Con esa erudición tranquila que convierte en deleite leerla, Irene Vallejo nos habla de nuestros mecanismos mentales de respuesta rápida como herencia ancestral. Distinto linaje tiene la capacidad de razonar, hija del largo proceso evolutivo de la especie humana, que permite controlar las emociones, incluida la impulsividad, germen de tanta decisión disparatada.
Vallejo cita al emperador Augusto, quien aconsejaba «apresurarse despacio» para lograr trabajos bien hechos. Es lo que no sucederá, sin duda, con el proyecto de «nuevo» código penal. Ya lo dice la autora: «Soliviantada por la prisa, la mente es menos sutil, menos eficaz, menos certera». Si a la prisa de los legisladores agregamos la incompetencia y los prejuicios de parte importante de ellos, el resultado se anticipa solo.
No es llover sobre mojado volver al tema. Lo que está en juego con el código penal trasciende los intereses de grupos o sectores particulares para situarse en el terreno, para muchos abstracto, de la calidad de nuestra democracia: cualquier afectación de un derecho desborda su propio ámbito y contamina el conjunto. No hay compartimentos estancos que nos salven de ser alcanzados por una conculcación que, cortos de miras, creamos ajena.
Por esto debe inquietarnos el plazo fatal decretado para la aprobación del proyecto. Con un poder delegado que solo podemos revocar en las urnas cada cuatro años, los legisladores gozan en ese lapso de la prerrogativa de decidir por la ciudadanía cuáles normas de largo plazo rigen la convivencia social y posibilitan la solución de conflictos. Lo hacen, casi invariablemente, sin consultar al delegatario. Cuando se les ocurre, como ha sido el caso de la Cámara de Diputados y su «vista pública» sobre el proyecto, convierten la consulta en tomadura de pelo.
Si actuaran con espíritu democrático, la cantidad de observaciones, provenientes de los más diversos sectores, debería llevarlos a renunciar al propósito de aprobar la pieza antes del cierre de la legislatura.
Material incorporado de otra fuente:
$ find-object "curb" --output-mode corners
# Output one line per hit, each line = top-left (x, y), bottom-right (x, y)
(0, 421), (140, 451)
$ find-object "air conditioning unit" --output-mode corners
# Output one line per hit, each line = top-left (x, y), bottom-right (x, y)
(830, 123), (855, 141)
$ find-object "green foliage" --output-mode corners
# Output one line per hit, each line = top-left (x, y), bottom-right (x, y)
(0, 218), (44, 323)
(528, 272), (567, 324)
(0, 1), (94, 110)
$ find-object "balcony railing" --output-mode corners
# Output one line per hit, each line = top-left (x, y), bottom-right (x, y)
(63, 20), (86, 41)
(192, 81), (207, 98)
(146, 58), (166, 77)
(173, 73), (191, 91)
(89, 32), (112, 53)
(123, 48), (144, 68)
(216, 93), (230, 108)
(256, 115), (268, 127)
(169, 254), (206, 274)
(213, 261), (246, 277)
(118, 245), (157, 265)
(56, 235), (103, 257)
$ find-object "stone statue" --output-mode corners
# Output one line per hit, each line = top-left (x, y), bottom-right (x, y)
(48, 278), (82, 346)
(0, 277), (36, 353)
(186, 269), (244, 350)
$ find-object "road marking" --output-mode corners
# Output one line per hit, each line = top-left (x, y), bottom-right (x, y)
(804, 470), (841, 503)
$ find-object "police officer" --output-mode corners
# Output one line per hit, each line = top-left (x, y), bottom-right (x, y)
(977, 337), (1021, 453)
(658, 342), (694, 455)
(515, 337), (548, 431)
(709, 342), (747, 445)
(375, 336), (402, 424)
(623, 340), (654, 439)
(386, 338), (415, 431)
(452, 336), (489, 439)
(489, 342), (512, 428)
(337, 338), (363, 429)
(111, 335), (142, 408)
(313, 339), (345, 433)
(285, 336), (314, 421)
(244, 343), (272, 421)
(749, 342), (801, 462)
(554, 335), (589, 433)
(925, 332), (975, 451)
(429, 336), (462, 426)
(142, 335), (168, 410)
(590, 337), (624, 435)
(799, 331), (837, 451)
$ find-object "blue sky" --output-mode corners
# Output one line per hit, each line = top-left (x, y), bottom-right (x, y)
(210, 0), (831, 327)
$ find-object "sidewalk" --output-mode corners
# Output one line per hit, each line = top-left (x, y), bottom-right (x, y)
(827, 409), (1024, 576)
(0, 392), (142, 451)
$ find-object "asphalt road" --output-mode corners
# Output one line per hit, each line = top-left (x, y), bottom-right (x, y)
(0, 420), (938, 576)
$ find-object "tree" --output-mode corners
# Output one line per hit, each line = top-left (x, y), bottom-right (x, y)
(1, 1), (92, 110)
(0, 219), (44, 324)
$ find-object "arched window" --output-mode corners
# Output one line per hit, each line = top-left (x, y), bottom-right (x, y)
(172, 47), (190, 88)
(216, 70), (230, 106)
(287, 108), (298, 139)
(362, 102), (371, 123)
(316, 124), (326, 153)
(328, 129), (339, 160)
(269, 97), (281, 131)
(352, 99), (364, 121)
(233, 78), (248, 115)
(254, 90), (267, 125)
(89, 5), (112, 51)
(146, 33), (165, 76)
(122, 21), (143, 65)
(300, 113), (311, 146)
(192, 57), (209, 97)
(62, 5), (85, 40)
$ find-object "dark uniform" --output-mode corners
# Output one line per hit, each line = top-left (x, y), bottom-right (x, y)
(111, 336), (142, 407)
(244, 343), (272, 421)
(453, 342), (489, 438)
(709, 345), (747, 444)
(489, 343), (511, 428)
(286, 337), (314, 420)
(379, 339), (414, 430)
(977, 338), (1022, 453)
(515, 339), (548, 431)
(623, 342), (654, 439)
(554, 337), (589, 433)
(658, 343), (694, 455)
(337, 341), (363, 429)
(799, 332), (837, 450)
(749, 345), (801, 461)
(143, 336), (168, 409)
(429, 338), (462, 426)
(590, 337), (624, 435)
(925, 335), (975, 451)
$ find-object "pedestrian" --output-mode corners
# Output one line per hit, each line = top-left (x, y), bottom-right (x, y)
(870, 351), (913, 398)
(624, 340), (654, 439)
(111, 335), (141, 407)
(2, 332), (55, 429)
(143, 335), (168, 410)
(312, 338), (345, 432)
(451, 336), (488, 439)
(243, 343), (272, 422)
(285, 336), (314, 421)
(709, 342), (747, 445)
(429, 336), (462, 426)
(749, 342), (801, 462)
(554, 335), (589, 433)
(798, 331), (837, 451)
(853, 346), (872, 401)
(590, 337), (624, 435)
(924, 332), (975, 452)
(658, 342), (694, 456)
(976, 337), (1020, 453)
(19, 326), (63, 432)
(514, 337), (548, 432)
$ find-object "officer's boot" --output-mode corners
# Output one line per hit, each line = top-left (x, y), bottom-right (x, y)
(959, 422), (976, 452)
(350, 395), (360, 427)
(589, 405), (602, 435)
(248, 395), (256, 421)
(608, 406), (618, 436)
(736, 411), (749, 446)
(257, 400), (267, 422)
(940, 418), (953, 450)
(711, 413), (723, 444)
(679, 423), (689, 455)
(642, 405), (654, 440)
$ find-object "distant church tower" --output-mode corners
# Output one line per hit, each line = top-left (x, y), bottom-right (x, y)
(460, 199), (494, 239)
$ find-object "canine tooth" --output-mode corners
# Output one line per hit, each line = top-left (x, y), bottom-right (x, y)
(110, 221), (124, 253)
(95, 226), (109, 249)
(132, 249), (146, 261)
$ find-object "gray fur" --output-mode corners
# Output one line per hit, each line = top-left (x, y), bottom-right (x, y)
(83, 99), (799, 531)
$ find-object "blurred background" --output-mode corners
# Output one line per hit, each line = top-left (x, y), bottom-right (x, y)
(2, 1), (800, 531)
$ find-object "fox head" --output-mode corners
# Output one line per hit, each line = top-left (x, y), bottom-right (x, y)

No luce que sucederá. La categórica afirmación del presidente del Senado Ricardo de los Santos de que será sancionada antes del próximo viernes es demostración patente de la prisa que los atenaza, pero también de la nula importancia que le merece, a él y a la decisiva mayoría de legisladores, la opinión disidente.
Esgrimir como justificación los veinte años que el proyecto tiene yendo y viniendo por la agenda congresual es chantaje que no resiste el menor rasguño. Si jugáramos con sus mismas cartas, podríamos enrostrarles el inventario de iniciativas con años de desatención que no les provocan igual ni parecida urgencia; por ejemplo, la imprescindible modificación de la Ley 87-01 sobre seguridad social, sometida en el 2019 a estudio de una comisión bicameral que se echó a dormir.
Aunque, para no ser equilibrados, hagamos una concesión: también esperan pacientemente cada diciembre para agasajar a sus seguidores con vino, champán y whisky comprados con el dinero del barrilito, es decir, nuestro, en contraprestación por servicios electorales. Por lo menos eso confesó el senador Ramón Rogelio Genao, militante de la prisa, esa sí, con el proyecto de código.